Just from this first short essay I can tell Corbusier likes to see the world as following strict rules and categorises things as opposites to each other. You can see why one of his most famous quotes is ‘the house is a machine for living in,’ which sounds cold, practical and harsh. I prefer:

“There does exist this thing called architecture, an admirable thing, the loveliest of all. A product of happy peoples and a thing which in itself produces happy peoples.

The happy towns are those that have an architecture.”

- Praise Architecture


message 2: by arjn (new) - added it

arjn | 7 comments Yeah, it's funny how for Corbusier the idea that 'house is a machine/tool' and that 'architecture is a phenomenon of the emotions' can coexist without any apparent contradiction. I found the essay quite enjoyable when he gets all worked up about everything from national schools, to clients with "eyes which do not see", to architecture having forgotten it's beginnings.
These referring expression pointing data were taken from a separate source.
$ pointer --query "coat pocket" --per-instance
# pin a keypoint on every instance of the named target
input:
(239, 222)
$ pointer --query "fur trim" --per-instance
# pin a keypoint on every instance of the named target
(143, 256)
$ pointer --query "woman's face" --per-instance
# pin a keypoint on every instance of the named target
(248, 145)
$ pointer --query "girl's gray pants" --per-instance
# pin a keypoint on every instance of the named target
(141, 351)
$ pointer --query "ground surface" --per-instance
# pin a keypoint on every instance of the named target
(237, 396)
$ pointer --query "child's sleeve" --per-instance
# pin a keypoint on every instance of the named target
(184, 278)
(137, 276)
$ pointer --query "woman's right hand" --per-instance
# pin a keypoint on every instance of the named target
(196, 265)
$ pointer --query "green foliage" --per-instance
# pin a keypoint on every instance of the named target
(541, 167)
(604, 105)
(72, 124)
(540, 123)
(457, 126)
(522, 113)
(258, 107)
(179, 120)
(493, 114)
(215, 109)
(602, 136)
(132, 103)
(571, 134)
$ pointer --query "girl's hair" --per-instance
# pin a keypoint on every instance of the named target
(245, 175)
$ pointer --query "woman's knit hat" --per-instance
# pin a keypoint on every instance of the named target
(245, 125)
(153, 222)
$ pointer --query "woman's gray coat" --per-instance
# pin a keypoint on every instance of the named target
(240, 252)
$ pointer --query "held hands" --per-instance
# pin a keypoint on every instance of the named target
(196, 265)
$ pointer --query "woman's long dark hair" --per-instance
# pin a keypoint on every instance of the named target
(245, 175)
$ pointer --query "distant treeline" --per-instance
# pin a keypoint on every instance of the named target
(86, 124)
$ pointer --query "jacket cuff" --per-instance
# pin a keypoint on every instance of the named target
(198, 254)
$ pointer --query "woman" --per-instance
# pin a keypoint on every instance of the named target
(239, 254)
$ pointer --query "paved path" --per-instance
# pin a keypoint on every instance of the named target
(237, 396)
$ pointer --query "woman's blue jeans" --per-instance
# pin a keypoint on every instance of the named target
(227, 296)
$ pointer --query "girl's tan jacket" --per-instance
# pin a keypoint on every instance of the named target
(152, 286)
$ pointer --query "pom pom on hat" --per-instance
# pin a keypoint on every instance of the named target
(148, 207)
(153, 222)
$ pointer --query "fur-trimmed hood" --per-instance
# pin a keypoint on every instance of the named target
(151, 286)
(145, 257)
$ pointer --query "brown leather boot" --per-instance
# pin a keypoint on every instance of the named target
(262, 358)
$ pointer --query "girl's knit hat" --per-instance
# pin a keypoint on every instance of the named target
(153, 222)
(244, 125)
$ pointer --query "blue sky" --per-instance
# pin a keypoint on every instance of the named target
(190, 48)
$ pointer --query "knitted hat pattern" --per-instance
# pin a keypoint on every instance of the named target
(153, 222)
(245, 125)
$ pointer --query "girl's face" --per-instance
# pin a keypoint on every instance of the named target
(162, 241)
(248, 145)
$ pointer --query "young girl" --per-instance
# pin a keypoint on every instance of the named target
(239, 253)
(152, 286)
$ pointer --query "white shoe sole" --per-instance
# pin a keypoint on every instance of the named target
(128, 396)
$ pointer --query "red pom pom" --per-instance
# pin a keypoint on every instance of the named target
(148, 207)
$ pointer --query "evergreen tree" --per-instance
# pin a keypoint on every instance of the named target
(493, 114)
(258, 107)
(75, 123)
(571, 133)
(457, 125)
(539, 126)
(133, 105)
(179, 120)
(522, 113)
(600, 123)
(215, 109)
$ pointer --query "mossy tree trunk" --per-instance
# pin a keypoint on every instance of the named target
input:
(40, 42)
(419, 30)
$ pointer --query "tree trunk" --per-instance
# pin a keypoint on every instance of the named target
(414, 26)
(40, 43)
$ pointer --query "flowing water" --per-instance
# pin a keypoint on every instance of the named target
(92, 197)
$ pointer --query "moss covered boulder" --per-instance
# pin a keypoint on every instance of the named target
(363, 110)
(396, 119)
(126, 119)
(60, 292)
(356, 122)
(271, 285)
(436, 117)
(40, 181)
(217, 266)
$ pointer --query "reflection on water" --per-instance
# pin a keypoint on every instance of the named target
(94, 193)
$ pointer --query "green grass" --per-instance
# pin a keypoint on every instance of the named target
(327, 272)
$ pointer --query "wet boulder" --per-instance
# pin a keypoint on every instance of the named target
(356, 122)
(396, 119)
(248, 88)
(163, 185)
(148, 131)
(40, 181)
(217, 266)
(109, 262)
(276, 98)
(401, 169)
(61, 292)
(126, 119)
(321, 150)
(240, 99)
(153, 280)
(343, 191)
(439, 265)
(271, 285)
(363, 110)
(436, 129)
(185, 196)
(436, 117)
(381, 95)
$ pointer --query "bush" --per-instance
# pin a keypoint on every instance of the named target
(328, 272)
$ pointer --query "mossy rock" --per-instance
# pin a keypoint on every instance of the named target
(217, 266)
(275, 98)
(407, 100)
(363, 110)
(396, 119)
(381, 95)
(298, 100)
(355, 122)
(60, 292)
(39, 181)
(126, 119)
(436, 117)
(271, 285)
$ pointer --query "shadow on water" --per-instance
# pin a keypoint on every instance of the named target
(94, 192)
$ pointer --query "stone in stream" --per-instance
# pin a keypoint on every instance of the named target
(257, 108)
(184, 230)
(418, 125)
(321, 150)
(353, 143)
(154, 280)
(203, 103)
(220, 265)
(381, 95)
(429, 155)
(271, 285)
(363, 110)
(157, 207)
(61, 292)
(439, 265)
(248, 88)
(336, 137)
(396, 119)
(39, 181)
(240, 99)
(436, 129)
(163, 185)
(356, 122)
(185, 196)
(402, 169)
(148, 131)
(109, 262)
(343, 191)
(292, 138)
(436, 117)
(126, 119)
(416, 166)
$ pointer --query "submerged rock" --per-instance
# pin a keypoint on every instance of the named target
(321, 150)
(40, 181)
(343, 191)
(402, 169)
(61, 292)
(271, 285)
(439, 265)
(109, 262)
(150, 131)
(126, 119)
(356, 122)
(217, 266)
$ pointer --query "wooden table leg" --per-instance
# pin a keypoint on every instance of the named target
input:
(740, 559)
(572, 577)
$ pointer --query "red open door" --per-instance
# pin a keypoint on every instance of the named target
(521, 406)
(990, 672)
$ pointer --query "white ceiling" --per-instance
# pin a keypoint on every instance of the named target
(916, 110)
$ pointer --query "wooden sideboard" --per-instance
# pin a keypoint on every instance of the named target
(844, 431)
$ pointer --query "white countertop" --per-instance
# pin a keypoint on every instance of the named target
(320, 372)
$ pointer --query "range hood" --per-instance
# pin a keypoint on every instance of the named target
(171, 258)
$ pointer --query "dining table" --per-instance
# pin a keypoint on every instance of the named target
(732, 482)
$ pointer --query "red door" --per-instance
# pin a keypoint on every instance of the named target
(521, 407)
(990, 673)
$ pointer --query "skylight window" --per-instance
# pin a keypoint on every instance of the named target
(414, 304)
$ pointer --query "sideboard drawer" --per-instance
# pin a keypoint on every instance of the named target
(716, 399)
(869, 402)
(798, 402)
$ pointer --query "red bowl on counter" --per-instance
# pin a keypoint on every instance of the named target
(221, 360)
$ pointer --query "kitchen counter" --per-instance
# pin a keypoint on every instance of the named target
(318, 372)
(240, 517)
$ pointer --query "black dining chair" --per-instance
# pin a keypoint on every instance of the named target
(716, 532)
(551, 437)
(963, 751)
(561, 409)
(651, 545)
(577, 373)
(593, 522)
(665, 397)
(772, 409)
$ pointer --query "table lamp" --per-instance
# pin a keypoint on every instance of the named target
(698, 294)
That last provocation is interesting, since he follows it by demanding architects reject thinking in "styles" and think more directly in terms of affect. To paraphrase him, we must use elements capable of affecting our senses, in a way that that the sight of them affects us immediately. For all his valorization of the rational engineer, he sure seems like a champion of emotion when it comes to architecture. Which is why his support, almost celebration, of the spirit of mass production is so strange. Today there seems nothing so removed from emotion as mass-production, but Corbusier seems to believe mass-produced houses can be both beautiful and rejeuvinating. He seems to view mass-production as a synthesis of his utilitarian and passionate tendencies. I don't know if in 2020 he would hold the same view.


message 3: by Amy (new) - rated it 4 stars

Amy Peacock | 36 comments Mod
pod_twit wrote: "Yeah, it's funny how for Corbusier the idea that 'house is a machine/tool' and that 'architecture is a phenomenon of the emotions' can coexist without any apparent contradiction. I found the essay ..."

I totally agree. Corbusier would possibly have a more cynical view of mass production today, but something tells me he would still believe it to be a good and beautiful thing and would just be saying everyone else is doing it wrong.